Thomas O. McGarity, “The Congressional Review Act: A Damage Assessment,” American Prospect:

“President Donald Trump has boasted that he had signed far more bills during his first months in office than many of his predecessors. Like many of his boasts, this one was misleading. Apart from purely ceremonial bills, the vast majority of bills enacted during his first six months in office stemmed from the Congressional Review Act of 1996 (CRA).”

 

Senate

James Wallner, “What is the Purpose of the Senate?” Law and Liberty:

“Popular frustration with the Senate is nothing new. And calls to change its rules are an evergreen feature of our politics. In a sense, this frustration is something all Americans have in common. It transcends ideology and partisan affiliation. But underpinning this widespread agreement is a shift in the way Democrats and Republicans understand the Senate’s role in our political system. Acknowledging the nature of this shift highlights the real source of the Senate’s present dysfunction.”

Gregory Koger, “The immigration “debate” shows why the Senate flails,” Vox:

“This is the background for the free-for-all debate that the Senate is supposed to be having this week, in which senators offer amendments to an empty bill. As of Wednesday at noon, this wild, raucous deliberation has yielded exactly zero votes on amendments. The reasons are a great illustration of what is wrong with the Senate.”

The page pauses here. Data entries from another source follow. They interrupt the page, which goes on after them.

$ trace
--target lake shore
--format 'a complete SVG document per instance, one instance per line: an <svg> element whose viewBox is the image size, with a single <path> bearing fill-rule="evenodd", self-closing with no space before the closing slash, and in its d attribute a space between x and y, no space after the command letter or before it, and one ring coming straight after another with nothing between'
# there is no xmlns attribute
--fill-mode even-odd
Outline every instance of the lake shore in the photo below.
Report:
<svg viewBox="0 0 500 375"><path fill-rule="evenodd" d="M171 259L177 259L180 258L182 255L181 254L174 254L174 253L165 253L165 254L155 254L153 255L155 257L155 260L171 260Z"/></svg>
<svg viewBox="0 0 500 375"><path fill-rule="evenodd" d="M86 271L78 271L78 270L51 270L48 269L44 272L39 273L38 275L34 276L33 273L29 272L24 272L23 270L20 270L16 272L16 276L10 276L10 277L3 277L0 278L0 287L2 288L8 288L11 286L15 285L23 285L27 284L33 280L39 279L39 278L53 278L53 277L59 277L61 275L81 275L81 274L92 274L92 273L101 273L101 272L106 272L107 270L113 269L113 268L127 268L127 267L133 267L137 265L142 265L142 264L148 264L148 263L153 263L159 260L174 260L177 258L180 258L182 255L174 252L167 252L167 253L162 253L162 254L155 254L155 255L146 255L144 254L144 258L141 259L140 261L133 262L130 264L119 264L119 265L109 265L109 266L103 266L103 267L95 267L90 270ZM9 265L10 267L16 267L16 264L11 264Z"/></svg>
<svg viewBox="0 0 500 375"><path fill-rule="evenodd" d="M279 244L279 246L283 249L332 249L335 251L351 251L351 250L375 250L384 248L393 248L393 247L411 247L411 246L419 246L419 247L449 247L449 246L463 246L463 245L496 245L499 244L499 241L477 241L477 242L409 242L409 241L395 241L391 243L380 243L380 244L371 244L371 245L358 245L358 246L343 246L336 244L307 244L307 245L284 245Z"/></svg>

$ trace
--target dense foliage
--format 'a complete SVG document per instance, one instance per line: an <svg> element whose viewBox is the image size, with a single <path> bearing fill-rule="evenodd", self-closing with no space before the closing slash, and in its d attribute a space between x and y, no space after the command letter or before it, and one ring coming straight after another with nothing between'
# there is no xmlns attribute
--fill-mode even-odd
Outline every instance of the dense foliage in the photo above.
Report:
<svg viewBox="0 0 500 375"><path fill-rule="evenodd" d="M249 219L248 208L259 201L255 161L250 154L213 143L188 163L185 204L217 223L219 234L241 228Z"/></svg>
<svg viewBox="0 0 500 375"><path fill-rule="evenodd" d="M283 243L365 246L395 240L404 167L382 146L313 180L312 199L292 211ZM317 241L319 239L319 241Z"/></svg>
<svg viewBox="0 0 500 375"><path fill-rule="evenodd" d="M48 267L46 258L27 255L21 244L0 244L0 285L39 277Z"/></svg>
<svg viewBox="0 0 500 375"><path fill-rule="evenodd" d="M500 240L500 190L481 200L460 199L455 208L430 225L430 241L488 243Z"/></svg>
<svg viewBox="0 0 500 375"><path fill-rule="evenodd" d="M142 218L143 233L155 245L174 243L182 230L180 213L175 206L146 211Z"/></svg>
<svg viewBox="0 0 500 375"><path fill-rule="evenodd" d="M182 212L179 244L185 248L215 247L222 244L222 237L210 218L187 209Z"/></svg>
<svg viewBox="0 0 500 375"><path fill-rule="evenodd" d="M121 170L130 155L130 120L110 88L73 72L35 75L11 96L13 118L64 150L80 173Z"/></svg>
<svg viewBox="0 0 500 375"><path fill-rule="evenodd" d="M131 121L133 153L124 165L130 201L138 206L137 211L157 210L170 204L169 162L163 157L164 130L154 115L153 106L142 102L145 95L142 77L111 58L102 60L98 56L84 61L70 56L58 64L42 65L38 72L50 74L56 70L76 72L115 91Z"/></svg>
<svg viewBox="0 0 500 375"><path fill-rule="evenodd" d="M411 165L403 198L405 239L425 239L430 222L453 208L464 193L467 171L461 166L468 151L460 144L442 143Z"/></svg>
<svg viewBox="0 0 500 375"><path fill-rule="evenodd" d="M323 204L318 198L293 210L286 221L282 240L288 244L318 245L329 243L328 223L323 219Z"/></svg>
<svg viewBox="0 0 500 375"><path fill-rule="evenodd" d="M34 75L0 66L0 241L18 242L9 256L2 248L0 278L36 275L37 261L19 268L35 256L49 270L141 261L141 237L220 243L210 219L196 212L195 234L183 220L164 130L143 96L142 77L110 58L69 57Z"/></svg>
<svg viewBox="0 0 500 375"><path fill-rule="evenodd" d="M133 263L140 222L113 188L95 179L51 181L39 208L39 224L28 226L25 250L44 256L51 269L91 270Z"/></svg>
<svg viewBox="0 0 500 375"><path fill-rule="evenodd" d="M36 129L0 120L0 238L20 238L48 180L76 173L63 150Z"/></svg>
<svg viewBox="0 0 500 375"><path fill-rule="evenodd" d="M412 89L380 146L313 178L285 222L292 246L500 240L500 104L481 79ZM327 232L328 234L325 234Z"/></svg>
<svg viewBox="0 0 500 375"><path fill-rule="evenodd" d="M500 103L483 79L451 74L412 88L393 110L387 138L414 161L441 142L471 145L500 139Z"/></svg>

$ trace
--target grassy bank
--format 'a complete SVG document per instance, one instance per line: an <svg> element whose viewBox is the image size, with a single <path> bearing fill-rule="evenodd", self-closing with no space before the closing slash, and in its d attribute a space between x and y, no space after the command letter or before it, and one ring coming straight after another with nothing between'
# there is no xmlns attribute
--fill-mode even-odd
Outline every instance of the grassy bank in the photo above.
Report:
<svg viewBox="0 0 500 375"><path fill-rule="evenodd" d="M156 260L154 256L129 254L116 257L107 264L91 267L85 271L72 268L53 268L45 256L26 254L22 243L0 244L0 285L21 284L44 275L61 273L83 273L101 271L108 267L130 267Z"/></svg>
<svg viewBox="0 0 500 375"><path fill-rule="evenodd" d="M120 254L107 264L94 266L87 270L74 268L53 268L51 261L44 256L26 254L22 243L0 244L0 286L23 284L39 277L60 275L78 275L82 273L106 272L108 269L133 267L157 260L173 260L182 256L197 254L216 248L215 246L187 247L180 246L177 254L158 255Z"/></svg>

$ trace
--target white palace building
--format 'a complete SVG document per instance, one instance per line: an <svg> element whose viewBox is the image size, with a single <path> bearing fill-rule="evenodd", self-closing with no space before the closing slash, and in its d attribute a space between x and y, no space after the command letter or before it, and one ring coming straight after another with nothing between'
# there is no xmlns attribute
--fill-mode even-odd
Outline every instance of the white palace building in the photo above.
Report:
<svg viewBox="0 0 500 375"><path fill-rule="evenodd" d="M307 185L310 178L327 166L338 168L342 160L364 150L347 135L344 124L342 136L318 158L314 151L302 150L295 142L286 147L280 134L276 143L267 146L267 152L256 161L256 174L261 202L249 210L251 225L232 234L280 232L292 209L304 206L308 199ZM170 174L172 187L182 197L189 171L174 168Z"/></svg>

Carl Hulse, “No Room for Debate: Senate Floor Fight Over Immigration Is a Bust So Far,” New York Times:

“In terms of rip-roaring debates, it certainly hasn’t rivaled Calhoun versus Webster. It is definitely not in the pantheon of Lincoln with Douglas. In fact, it really hasn’t even measured up to Biden meets Palin.”

James Wallner, “Filibuster change won’t fix flawed appropriations process,” The Hill:

“Given these concerns, Republicans should reject calls to eliminate the filibuster on the motion to proceed to appropriations bills. Fixing the appropriations process does not depend on it. And elimination poses greater issues for the Senate.”

Jeff Bell and Emmett McGroarty, “Against the Filibuster,” Weekly Standard:

“Republican politicians face a binary choice: They can either stand up for constitutional principles, or they can preserve the status quo and maintain the arcane Senate filibuster rules. At its core, this is a showdown between politicians who are high-energy and courageous versus those who are low-energy and timid.”

 

House/Freedom Caucus

Jonathan Bernstein, “House Freedom Caucus Is On the Warpath Again,” Bloomberg:

“They’re already upset with Ryan because of the recently passed agreement on spending for the remainder of the fiscal year, along with raising the debt limit and various other measures. The truth, however, is that the conservative radicals are the ones responsible for that bill. Democrats only have leverage to negotiate a fairly good deal because Ryan’s Republican conference was split, with Ryan knowing he would never have the radicals’ votes on anything that could even get a simple majority in the Senate.”

Lindsey McPherson, “Freedom Caucus Fires Fresh Warning Shots to Ryan on Immigration ‘Consequences,’” Roll Call:

“Meadows did not elaborate on what those consequences would be, but some of his caucus members have been clear for months that Ryan striking a bad deal on immigration would potentially be a deathly blow to his speakership.”